Their course now left the river valley,
and presently came upon a wide frozen marsh, or “mesh”
as Skipper Zeb called it.
“’Tis here on the meshes
we finds the best fox footin’,” he explained
to Charley.
It was not long until he found tracks
that he said were fox tracks, and in various places
on the marsh set three traps, which were considerably
larger than those set for marten or mink, and had two
springs instead of one, and he used much greater care
in setting them than in setting those for marten and
mink. With his sheathknife he cut out a square
of snow, and excavated in the snow a place large enough
to accommodate the trap. Over the trap a thin
crust of snow was placed, and so carefully fitted
that its location was hardly discernible. In like
manner the chain, which was attached to the root of
a scrubby spruce tree, was also concealed. From
a carefully wrapped package on his flatsled Skipper
Zeb produced some ill-smelling meat, and this he scattered
upon the snow over and around the trap.
“They likes meat that smells
bad,” he explained, “and I’m thinkin’
that smells bad enough for un.”
Evening was falling when suddenly
through the forest there glinted the waters of a lake,
and here on its shores Skipper Zeb told them they were
to camp for the night. A home-made cotton tent,
small but amply large enough for the three, was quickly
pitched and a tent stove set up. Then while Toby
and Charley gathered boughs and laid the bed, Skipper
Zeb cut a supply of wood for the night, and before
the boys had finished the bed he was frying in the
pan a delicious supper of partridges, which he and
Toby had shot during the afternoon.
Charley was sure he had never been
so tired in his life. It had been a long day
of steady walking, save for the brief stops when Skipper
Zeb halted to set a trap, and the snow and turns at
hauling the flatsled had made it the harder.

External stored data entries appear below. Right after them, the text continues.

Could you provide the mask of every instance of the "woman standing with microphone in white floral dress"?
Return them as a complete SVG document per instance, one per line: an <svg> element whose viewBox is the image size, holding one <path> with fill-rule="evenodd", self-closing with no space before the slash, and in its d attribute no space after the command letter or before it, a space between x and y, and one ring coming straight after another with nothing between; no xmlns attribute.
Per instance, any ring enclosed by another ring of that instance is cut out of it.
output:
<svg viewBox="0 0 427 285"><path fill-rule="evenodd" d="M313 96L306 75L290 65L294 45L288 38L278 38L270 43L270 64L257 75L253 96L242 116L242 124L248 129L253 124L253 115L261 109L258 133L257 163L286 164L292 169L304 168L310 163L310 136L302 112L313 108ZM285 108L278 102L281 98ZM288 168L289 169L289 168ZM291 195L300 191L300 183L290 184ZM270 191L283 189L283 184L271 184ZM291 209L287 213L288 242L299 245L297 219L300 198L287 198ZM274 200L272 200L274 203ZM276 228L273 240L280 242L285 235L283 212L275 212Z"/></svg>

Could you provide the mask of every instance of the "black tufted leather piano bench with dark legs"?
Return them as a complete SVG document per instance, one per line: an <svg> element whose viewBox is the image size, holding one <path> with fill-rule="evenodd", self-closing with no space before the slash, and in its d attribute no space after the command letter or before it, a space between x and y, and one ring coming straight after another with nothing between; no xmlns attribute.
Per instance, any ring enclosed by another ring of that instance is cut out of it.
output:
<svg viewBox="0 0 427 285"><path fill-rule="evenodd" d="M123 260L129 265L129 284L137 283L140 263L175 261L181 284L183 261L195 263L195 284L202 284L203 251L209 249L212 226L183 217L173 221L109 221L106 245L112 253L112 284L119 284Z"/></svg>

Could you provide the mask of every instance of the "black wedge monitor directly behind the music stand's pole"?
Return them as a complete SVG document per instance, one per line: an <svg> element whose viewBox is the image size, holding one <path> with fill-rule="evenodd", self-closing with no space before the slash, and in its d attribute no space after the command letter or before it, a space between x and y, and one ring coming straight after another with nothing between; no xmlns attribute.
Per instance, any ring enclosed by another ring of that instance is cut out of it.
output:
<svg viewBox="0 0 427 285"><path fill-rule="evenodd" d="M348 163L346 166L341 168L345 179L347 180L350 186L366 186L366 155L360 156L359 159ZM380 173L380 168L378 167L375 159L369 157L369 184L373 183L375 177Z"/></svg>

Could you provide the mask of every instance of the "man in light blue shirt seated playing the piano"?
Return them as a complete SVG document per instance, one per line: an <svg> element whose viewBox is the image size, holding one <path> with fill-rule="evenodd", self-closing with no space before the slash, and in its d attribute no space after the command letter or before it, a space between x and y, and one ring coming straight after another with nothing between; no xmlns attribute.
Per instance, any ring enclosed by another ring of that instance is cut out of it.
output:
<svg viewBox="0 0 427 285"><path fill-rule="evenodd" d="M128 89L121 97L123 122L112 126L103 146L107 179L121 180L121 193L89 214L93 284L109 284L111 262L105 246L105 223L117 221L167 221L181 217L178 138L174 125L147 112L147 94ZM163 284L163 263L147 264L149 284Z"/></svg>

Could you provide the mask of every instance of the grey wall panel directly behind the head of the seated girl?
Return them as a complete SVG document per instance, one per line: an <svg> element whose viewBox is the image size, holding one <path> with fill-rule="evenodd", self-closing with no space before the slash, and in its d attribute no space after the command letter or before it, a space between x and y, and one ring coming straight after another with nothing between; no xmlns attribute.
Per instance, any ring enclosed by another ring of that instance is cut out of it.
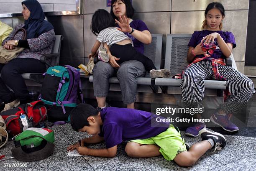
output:
<svg viewBox="0 0 256 171"><path fill-rule="evenodd" d="M203 11L172 12L171 33L193 33L201 30L203 13ZM248 18L248 10L226 11L223 31L231 31L234 34L237 43L237 47L233 50L234 58L236 61L244 61L247 20L239 18Z"/></svg>

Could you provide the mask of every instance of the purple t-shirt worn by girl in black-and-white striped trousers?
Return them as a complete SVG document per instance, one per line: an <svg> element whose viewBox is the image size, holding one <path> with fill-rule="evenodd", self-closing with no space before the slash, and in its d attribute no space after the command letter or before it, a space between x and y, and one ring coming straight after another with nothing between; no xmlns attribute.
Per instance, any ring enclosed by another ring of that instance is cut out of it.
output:
<svg viewBox="0 0 256 171"><path fill-rule="evenodd" d="M233 33L229 31L224 32L224 31L209 31L209 30L195 31L192 34L192 37L187 46L192 46L195 48L201 42L203 37L215 32L219 33L226 43L233 43L233 48L236 47L235 36L233 35ZM225 58L225 56L223 55L222 51L219 48L217 38L215 38L214 44L217 46L217 48L215 49L211 57L215 59L220 57ZM204 55L197 55L196 57L204 57Z"/></svg>

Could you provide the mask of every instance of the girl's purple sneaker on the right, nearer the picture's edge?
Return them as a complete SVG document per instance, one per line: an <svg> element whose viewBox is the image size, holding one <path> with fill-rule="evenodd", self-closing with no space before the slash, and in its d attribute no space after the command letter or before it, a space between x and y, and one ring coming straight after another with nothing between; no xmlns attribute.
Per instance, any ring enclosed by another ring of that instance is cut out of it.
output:
<svg viewBox="0 0 256 171"><path fill-rule="evenodd" d="M234 132L239 130L239 128L230 122L230 120L228 119L228 115L215 115L213 114L210 118L210 120L215 123L216 125L221 126L221 128L223 128L223 130L226 130L228 132Z"/></svg>

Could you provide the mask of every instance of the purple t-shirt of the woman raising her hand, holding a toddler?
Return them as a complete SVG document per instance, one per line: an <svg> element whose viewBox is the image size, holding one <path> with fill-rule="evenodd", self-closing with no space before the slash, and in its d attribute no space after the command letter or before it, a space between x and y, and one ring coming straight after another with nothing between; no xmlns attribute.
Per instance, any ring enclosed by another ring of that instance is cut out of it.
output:
<svg viewBox="0 0 256 171"><path fill-rule="evenodd" d="M142 20L133 20L130 23L130 26L131 26L131 28L134 28L138 31L148 30L148 27ZM135 50L140 52L141 54L143 54L144 53L144 44L141 43L140 41L138 41L136 38L133 37L133 35L131 35L129 33L125 33L125 35L127 35L129 38L131 38L133 40L133 45L134 45L133 47L135 48Z"/></svg>

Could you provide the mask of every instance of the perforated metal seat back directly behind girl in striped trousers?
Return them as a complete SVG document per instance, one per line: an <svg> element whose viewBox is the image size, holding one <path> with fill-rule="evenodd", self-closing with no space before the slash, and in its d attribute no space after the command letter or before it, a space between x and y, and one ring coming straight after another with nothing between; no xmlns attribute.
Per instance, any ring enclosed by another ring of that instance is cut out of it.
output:
<svg viewBox="0 0 256 171"><path fill-rule="evenodd" d="M180 74L188 66L187 44L192 34L167 34L164 68L170 69L171 74Z"/></svg>

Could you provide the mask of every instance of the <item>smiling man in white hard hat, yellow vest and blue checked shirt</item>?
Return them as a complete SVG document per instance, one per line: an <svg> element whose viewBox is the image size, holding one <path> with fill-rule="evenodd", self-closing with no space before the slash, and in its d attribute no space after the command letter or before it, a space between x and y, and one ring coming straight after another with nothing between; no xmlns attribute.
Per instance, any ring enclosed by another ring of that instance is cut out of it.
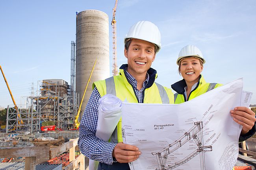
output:
<svg viewBox="0 0 256 170"><path fill-rule="evenodd" d="M80 150L83 155L100 162L98 170L130 170L128 163L136 160L141 154L136 146L122 143L121 120L110 137L110 142L95 136L98 100L102 96L110 93L122 101L127 99L130 103L174 102L171 89L156 83L156 70L150 68L161 48L158 27L149 21L137 22L126 34L124 47L128 64L120 67L118 76L94 82L94 90L79 127Z"/></svg>

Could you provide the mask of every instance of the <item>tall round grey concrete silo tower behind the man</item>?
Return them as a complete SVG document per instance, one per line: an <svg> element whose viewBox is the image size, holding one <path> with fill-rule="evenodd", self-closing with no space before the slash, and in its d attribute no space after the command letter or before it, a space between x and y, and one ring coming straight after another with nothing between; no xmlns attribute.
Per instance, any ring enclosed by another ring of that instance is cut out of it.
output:
<svg viewBox="0 0 256 170"><path fill-rule="evenodd" d="M98 58L83 99L81 120L92 92L92 83L109 77L109 20L106 13L97 10L85 10L76 17L76 92L80 102L95 59Z"/></svg>

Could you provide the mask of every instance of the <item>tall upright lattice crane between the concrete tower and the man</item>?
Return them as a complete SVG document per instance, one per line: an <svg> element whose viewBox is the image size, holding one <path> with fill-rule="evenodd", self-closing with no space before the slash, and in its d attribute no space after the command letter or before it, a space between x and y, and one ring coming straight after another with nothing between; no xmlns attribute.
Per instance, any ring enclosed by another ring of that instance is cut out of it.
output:
<svg viewBox="0 0 256 170"><path fill-rule="evenodd" d="M113 38L113 76L118 75L117 69L117 21L115 20L115 13L117 12L117 3L118 0L115 0L115 7L113 8L113 17L112 17L112 38Z"/></svg>

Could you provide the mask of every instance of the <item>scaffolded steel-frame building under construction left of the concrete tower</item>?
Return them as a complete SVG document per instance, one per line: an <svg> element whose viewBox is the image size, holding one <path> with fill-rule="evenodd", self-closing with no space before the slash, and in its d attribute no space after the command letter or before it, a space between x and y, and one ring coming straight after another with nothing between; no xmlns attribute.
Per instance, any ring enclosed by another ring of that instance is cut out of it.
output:
<svg viewBox="0 0 256 170"><path fill-rule="evenodd" d="M72 128L78 109L78 98L72 96L70 86L61 79L38 81L37 96L27 98L26 105L8 106L6 133L40 131L43 125L54 124L59 129Z"/></svg>

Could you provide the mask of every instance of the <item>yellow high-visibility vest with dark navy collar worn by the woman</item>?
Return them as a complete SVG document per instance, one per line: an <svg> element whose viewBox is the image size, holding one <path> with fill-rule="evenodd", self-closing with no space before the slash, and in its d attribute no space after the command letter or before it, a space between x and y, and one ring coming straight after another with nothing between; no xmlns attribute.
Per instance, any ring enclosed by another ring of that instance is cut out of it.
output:
<svg viewBox="0 0 256 170"><path fill-rule="evenodd" d="M200 75L199 78L199 83L197 84L197 87L192 90L188 96L187 100L191 100L193 98L196 98L197 96L200 96L201 94L204 94L212 89L215 89L217 87L220 87L222 84L219 83L206 83L204 80L203 76ZM184 103L186 100L185 95L184 95L184 87L186 87L186 82L185 80L178 81L171 85L173 90L175 90L177 93L174 94L174 104L180 104Z"/></svg>

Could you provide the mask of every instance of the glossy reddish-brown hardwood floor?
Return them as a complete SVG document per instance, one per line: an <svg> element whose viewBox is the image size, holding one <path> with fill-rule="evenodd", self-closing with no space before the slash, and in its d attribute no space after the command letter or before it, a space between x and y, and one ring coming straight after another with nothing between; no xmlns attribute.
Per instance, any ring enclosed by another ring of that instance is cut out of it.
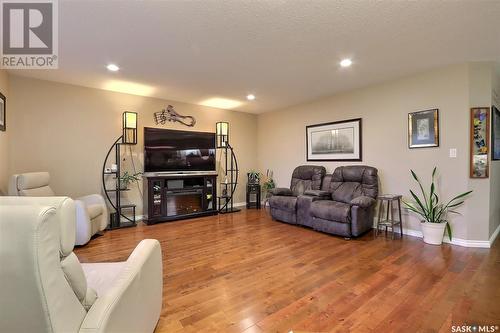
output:
<svg viewBox="0 0 500 333"><path fill-rule="evenodd" d="M163 250L156 332L450 332L500 325L500 244L492 249L321 234L264 210L139 225L76 249L122 261L144 238ZM498 330L497 330L498 331Z"/></svg>

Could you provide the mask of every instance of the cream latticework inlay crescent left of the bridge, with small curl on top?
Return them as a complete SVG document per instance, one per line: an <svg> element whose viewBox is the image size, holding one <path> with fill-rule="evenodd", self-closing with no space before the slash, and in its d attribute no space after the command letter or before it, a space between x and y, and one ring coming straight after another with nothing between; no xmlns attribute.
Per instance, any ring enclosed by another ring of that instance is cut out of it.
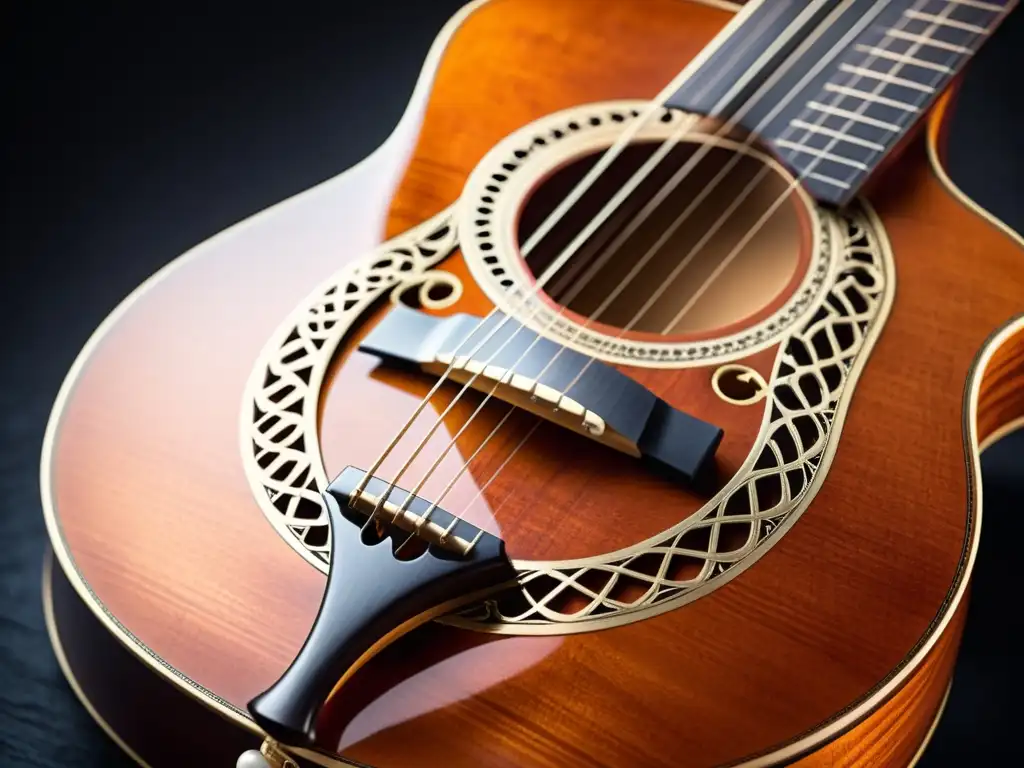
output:
<svg viewBox="0 0 1024 768"><path fill-rule="evenodd" d="M326 565L331 553L321 498L330 480L319 456L316 410L334 350L387 291L394 301L415 294L431 306L457 299L458 280L430 271L457 242L450 209L347 264L292 312L253 371L242 413L246 474L263 512L313 562ZM438 286L447 292L432 297Z"/></svg>

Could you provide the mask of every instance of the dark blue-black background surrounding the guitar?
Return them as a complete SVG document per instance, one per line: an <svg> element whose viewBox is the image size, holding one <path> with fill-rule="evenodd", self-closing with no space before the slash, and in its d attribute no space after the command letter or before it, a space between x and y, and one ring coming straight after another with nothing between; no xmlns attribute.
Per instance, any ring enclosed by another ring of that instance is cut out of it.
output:
<svg viewBox="0 0 1024 768"><path fill-rule="evenodd" d="M65 684L40 609L38 458L75 354L159 266L373 150L461 4L5 4L0 768L127 764ZM953 178L1018 230L1022 49L1018 10L968 75L949 158ZM1024 433L983 463L970 621L926 768L989 765L1018 739Z"/></svg>

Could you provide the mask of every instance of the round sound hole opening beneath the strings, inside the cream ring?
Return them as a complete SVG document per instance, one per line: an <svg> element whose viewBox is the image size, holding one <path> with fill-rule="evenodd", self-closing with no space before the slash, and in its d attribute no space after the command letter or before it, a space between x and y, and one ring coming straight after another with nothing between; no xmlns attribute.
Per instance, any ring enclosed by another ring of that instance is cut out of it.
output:
<svg viewBox="0 0 1024 768"><path fill-rule="evenodd" d="M528 254L532 275L542 275L598 218L655 146L636 144L615 160ZM706 154L696 159L696 152ZM534 190L520 215L520 246L601 154L581 157ZM656 203L691 158L692 168ZM796 288L809 257L807 219L790 179L758 157L680 143L544 290L568 316L614 336L685 339L734 331L769 314Z"/></svg>

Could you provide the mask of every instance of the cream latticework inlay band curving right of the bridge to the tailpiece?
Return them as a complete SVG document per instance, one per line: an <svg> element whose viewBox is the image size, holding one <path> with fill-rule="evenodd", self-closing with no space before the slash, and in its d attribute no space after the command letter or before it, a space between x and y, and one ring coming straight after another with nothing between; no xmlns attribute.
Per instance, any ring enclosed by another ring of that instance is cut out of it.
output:
<svg viewBox="0 0 1024 768"><path fill-rule="evenodd" d="M841 221L836 280L782 345L759 447L732 482L697 514L629 550L543 567L522 563L520 591L475 606L462 618L506 627L598 626L602 618L623 621L631 612L676 606L753 564L796 521L835 445L830 438L852 394L851 376L869 351L891 297L887 252L867 216L848 213Z"/></svg>

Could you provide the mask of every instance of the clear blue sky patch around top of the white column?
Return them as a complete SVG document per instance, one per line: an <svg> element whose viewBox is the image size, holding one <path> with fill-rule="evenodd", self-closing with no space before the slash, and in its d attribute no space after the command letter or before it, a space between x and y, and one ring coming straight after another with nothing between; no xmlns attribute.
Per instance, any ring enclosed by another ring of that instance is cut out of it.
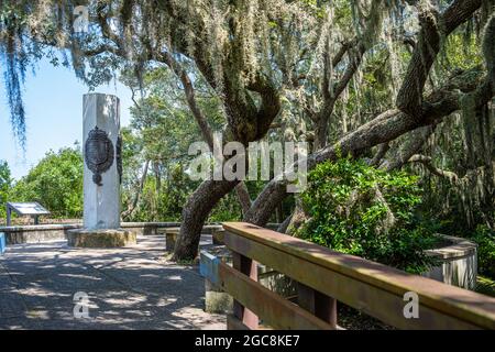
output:
<svg viewBox="0 0 495 352"><path fill-rule="evenodd" d="M89 90L69 68L53 67L47 61L42 61L34 76L28 74L24 85L25 153L12 135L3 82L0 89L0 160L9 163L15 179L26 175L50 150L58 151L82 140L82 95ZM130 89L112 81L95 91L120 98L121 125L128 125L132 105Z"/></svg>

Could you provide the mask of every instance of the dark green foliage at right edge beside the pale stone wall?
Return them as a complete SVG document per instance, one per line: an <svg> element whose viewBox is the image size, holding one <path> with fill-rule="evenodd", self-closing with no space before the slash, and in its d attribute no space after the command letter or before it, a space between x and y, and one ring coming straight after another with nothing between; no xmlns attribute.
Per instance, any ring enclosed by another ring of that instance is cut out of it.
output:
<svg viewBox="0 0 495 352"><path fill-rule="evenodd" d="M479 273L495 278L495 231L479 226L472 239L477 243Z"/></svg>

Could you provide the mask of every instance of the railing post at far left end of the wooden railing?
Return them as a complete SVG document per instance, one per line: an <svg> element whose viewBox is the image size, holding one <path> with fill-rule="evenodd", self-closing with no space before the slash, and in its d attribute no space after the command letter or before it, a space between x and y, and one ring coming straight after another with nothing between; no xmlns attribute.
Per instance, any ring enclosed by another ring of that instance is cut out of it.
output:
<svg viewBox="0 0 495 352"><path fill-rule="evenodd" d="M257 282L257 265L252 258L232 251L232 264L233 268ZM251 330L258 328L260 319L257 316L237 300L233 301L233 315Z"/></svg>

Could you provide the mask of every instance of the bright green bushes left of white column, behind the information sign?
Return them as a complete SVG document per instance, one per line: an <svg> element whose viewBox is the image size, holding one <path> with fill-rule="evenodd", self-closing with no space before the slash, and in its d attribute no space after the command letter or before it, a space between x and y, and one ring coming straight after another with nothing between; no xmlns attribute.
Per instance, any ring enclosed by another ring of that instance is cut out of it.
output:
<svg viewBox="0 0 495 352"><path fill-rule="evenodd" d="M50 151L11 191L13 201L37 201L53 217L82 216L82 157L79 145Z"/></svg>

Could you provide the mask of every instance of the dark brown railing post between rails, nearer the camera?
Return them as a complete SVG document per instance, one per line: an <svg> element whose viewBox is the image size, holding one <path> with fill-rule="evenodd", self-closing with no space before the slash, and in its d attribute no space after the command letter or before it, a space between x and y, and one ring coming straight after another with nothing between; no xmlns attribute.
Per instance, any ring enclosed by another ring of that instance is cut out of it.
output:
<svg viewBox="0 0 495 352"><path fill-rule="evenodd" d="M297 283L297 301L301 308L337 329L337 299Z"/></svg>

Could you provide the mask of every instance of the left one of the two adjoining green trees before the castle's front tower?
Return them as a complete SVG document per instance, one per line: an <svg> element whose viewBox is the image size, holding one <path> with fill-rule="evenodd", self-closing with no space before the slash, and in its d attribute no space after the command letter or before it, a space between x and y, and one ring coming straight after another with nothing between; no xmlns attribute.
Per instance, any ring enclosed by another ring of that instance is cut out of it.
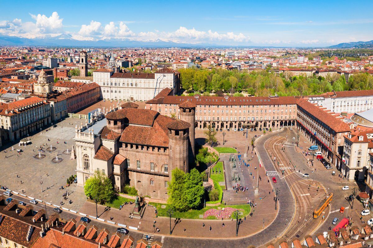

He lay back upon his sleeping bag chatting with Toby
and watching Skipper Zeb prepare supper. How cozy
and luxurious the tent was! The pleasant fragrance
of spruce and balsam would have put him to sleep at
once, had it not been for the pleasanter fragrance
of the frying partridges and a hunger that increased
with every minute.
When the meal was eaten Charley’s
eyes were so heavy that it was little short of torture
to keep them open, and he slipped into his sleeping
bag, and in an instant had fallen into dreamless, restful
sleep.
How long he had been sleeping he did
not know, when suddenly he found himself awake and
alert. Something had aroused him, and he sat up
and listened. For a time he heard nothing, save
the heavy breathing of Skipper Zeb and Toby, and he
was about to lie down again when there came the sound
of footsteps in the slightly crusted snow outside.
Some animal was prowling cautiously about the tent
sniffing at its side. The moon was shining, and
suddenly he saw the shadowy outline, against the canvas,
of a great beast that he knew to be a timber wolf.
He was about to reach over to Skipper
Zeb to wake him, when all at once the stillness was
broken by a terrifying, heartrending howl, rising and
falling in mournful cadence, and echoing through the
forest behind them. The howling creature was
separated from Charley only by the thickness of the
canvas, and Charley’s blood ran cold.